2. We Had Healthy Tension
It is never easy for a church to discipline part of its family. If it is easy or enjoyable then there are greater problems to address. While the difficulty is real, there were two types of tension that revealed themselves to be good and healthy. First, while we were very sorrowful for having to take action as a church, there was a real sense of relief and peace. This is because we knew we were being obedient to the commands of our Lord. We take no pleasure at all in the fact that church discipline was and is needed. However, we are thankful that God has brought us by His grace far enough along in the faith to see His command and strive to obey it. While we are not perfect in our obedience, we took great steps by God’s help in submitting to the Scriptures.
The second degree of tension was expressed in our members. As we were trying to obey God’s word we realized that we had to break fellowship with those under discipline and treat them as tax collectors and Gentiles (Matt. 18:15-20; 1 Cor. 5). However, we also had to wrestle with the love and desire that God put into our heart to extend mercy and compassion to those in error. We were trying to balance grace and truth like Jesus (John 1:14,17). We know church discipline, although hard, was the act of grace and love. That being said, we were gravely concerned with what restoration and repentance might practically look like if these members came back. The most common question in our church was not why we were disciplining, but how we are to restore. It was a good and healthy tension to discipline and yet long for the chance to love those in sin and extend mercy to them. We needed to hold up the honor of Christ and the standard of repentant holiness while also showing love and patience to the wayward members.

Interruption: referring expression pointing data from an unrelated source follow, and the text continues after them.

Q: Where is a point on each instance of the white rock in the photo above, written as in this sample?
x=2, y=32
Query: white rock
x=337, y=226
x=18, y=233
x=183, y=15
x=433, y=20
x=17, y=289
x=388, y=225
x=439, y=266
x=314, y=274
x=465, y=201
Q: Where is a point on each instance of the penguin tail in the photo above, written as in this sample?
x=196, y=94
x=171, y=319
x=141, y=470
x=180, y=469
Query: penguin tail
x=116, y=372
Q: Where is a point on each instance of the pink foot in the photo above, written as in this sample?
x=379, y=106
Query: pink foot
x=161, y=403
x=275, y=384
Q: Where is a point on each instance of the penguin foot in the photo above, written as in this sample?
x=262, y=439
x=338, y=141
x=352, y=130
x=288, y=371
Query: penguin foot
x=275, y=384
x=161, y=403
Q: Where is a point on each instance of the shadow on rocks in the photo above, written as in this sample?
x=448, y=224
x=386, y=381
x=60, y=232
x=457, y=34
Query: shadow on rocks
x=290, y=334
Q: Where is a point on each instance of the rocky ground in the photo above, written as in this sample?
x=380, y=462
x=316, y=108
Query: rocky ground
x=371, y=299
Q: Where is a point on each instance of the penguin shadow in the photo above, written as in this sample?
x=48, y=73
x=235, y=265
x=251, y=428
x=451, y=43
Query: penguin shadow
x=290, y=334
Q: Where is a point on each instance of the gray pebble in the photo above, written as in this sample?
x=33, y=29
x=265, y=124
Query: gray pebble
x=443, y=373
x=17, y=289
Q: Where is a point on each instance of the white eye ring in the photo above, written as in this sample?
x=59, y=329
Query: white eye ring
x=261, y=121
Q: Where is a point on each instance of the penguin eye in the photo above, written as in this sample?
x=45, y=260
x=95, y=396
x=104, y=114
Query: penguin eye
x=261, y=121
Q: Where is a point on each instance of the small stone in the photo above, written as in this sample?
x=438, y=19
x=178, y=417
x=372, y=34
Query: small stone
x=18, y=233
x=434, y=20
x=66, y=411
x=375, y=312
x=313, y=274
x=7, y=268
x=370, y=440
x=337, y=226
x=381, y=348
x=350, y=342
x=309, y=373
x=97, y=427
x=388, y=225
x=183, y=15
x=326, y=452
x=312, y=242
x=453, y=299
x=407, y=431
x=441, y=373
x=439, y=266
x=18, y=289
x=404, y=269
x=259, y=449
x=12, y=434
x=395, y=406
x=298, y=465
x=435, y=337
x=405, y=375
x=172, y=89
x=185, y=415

3. We Discovered Our Priorities
Throughout this process, we discovered what was really important to us. We talked a big game for years, but now we had to practice what we preached. We discovered that Christ being the Head of our church was everything to us. We discovered that we had to submit to God and His word, that we needed to have humility throughout the process, and that we desired above all for Jesus to be most pleased with us. There was the temptation of being fearful of what the world might think. After all, church discipline doesn’t seem to be advantageous for church growth. But when push came to shove, we realized that the approval and pleasure of Jesus mattered far more to us than even our own apprehensions.
4. We Are Grateful
There is this sense in church discipline that you have to be perfect to exercise it. Obviously, that is simply not true. As 1 Timothy 5:17-25 tells us, public rebuke is also supposed to get everyone else in step by striking fear in our hearts. As a result, there were two types of gratefulness that occurred for us. First, we knew that if it were not for the grace of God we would be the errant members. We were grateful that God kept us from such unrepentant sin and is still showing grace to us by currently keeping us from such unrepentant sin. Discipline humbled us enough to push away pride to realize that this issue of sin could be with us! We are not better than the next group of people. We are sinners like everyone else. But by God’s gracious work, we were not, at that time, the ones going down a wrong and unrepentant path. Second, we had a renewed sense of obedience and godliness. It shored up some lazy behavior in us all. We began to take sin seriously again. Our actions communicated the importance of following God’s word, upholding God’s standard, and rejecting sin in our lives. Many have confessed the renewal in their heart to renounce sin and fight hard for obedience. Church discipline, while yet to be revealed if it worked for the errant members, sure has worked for the rest of us. We now stand in fear of going down a path of rebellion and unrepentance.
Church discipline may be one of the most difficult tasks given to the church. It is hard for sinners to discuss and deal with the sin of others – even if it is unrepentant sin. Church discipline is one of the most joyless and painful actions a church will take in unity. And yet, it can be one of the greatest catalysts for the health and resolve of a church’s faith and commitment to Christ. It rarely is the easy things of life that yield such rewarding and lasting results.